This deposit is on account of providing by NSEIL the on-line screen-based trading facilities on equal access basis to all the trading members. The communication link between a PC workstation at trading members end and mainframe computer located at NSE is established using VSATs. These VSATs will be able to receive and transit data to and from the NSEIL mainframe computer using a satellite link. The amount has been paid to the NSSIL for the purpose of setting up the VSATs along with their peripherals at trading member's premises.

The VSATs equipments are installed by NSE at trading member's premises subject to fulfilling the certain formalities. It is thus clear that VSATs equipments are installed at trading member's premises in order to facilitate the member to have access to on-line screen-based trading facilities on equal access basis by establishing a communication link between a PC work-station at trading member's end and mainframe computer located at NSEIL through satellite. It is also clear that VSATs equipments provided by NSE do not belong to the member. The member is only allowed to use the network owned by NSEIL. The payment towards VSATs is made for services utilised by the member for the purpose of on-line screen-based trading operations. The payment is directly related to the business operation and trading activities carried on by the assessee. To avail the services and facilities for the purpose of on-line screen-based trading operations, is an integral part of the profit earning process and trading operations of the assessee. The reasons given by us while deciding the issue related to the payment of fee for operating on the floor at Calcutta Stock Exchange, payment made to OTC Exchange of India and payment of non-adjustable deposit for membership subscription holding them as of revenue in nature are equally applicable to this item also. Therefore, on the facts so found, it cannot be said by any stretch of imagination that by making payment for availing VSATs facilities and services, the assessee has acquired any capital asset or advantage of enduring benefit in capital field. However, it is noticed by us that out of the deposit of Rs. 10,00,000 for installation of VSATs equipments, the NSE has appropriated or adjusted the following amount towards the charges on year-to-year basis as pointed out by the assessee himself: Financial year VSAT charges recovered 1995-96 1,23,000 On perusal of the said details, it is, thus, clear that an amount of Rs. 1,23,000 towards charges for VSATs services and facilities availed by the assessee is related to the period relevant to the assessment year under consideration.

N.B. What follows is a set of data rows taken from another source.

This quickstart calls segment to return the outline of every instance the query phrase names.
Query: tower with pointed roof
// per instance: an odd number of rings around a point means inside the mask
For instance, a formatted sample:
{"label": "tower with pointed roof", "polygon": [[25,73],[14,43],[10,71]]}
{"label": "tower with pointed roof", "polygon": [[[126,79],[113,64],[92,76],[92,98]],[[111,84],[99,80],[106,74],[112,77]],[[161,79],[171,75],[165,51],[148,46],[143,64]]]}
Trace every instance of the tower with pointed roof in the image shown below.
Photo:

Therefore, the assessee's claim to the extent of Rs. 1,23,000 being revenue expenditure is only found to be allowable in the present assessment year under consideration and rest of the amount are allowable in subsequent years to the extent of such amount as relatable to the respective years. We order accordingly.

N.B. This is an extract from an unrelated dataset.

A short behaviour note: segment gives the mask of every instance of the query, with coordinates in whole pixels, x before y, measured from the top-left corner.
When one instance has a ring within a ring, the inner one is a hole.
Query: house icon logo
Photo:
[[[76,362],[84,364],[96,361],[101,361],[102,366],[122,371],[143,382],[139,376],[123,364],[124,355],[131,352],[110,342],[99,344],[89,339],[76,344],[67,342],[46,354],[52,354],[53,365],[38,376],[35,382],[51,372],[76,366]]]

7.41 In the result, we answer the question referred to the Special Bench in the manner as indicated above, and thus hold as under : (i) The expenditure towards development fee paid to Calcutta Stock Exchange Association Ltd. is of capital in nature.

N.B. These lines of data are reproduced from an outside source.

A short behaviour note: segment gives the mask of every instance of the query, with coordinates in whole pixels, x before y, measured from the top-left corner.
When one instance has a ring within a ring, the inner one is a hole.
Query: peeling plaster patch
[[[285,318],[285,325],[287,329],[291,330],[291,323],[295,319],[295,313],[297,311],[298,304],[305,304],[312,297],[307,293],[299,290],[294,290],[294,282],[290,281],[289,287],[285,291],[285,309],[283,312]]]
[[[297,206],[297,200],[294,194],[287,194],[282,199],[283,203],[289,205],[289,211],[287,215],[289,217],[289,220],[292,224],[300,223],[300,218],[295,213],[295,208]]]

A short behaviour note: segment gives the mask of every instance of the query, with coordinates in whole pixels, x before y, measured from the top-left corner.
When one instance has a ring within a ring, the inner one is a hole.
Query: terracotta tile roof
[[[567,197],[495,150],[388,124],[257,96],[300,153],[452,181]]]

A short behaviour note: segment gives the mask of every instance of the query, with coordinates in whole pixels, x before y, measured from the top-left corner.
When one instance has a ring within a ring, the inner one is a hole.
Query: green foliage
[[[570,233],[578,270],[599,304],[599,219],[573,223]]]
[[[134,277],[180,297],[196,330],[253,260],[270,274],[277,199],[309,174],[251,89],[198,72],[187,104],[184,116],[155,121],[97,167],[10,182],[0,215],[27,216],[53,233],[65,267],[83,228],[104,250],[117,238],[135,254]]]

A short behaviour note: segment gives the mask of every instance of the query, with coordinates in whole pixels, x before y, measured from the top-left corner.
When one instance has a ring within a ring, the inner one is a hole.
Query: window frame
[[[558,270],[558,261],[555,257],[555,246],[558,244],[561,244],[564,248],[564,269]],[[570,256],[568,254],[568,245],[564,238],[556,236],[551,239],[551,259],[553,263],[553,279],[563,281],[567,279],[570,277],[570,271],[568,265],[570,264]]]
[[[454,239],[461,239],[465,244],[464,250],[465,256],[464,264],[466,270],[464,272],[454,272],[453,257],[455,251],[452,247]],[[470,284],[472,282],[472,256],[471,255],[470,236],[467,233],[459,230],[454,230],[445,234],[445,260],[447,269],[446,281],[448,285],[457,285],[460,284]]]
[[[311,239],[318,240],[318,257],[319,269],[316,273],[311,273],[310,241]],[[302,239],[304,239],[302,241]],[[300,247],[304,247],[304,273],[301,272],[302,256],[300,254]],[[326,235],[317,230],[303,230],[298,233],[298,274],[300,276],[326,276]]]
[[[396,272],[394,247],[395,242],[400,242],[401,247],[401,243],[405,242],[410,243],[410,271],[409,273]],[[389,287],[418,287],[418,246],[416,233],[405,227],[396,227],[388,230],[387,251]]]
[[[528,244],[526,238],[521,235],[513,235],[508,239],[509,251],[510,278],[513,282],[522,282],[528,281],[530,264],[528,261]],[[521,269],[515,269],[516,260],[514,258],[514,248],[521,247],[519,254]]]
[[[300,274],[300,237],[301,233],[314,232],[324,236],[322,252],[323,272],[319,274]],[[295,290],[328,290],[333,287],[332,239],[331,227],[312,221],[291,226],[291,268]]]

(ii) The expenditure towards fees for operating on the floor paid to Calcutta Stock Exchange Association is of revenue in nature.

(iii) The expenditure towards admission fee as a dealer on OTC Exchange of India, and payment of technology cost for providing training to the assessee's employees paid to OTC Exchange of India are of revenue in nature.

(iv) The expenditure towards non-adjustable deposit for admission as a trading member of the Wholesale Debt Market of National Stock Exchange of India and the expenditure towards Very Small Aperture Terminals (VSATs) paid to NSEIL are of revenue in nature.

8. Since there are other grounds of appeal in this case, the records will now be placed before the Division Bench for disposal in accordance with law.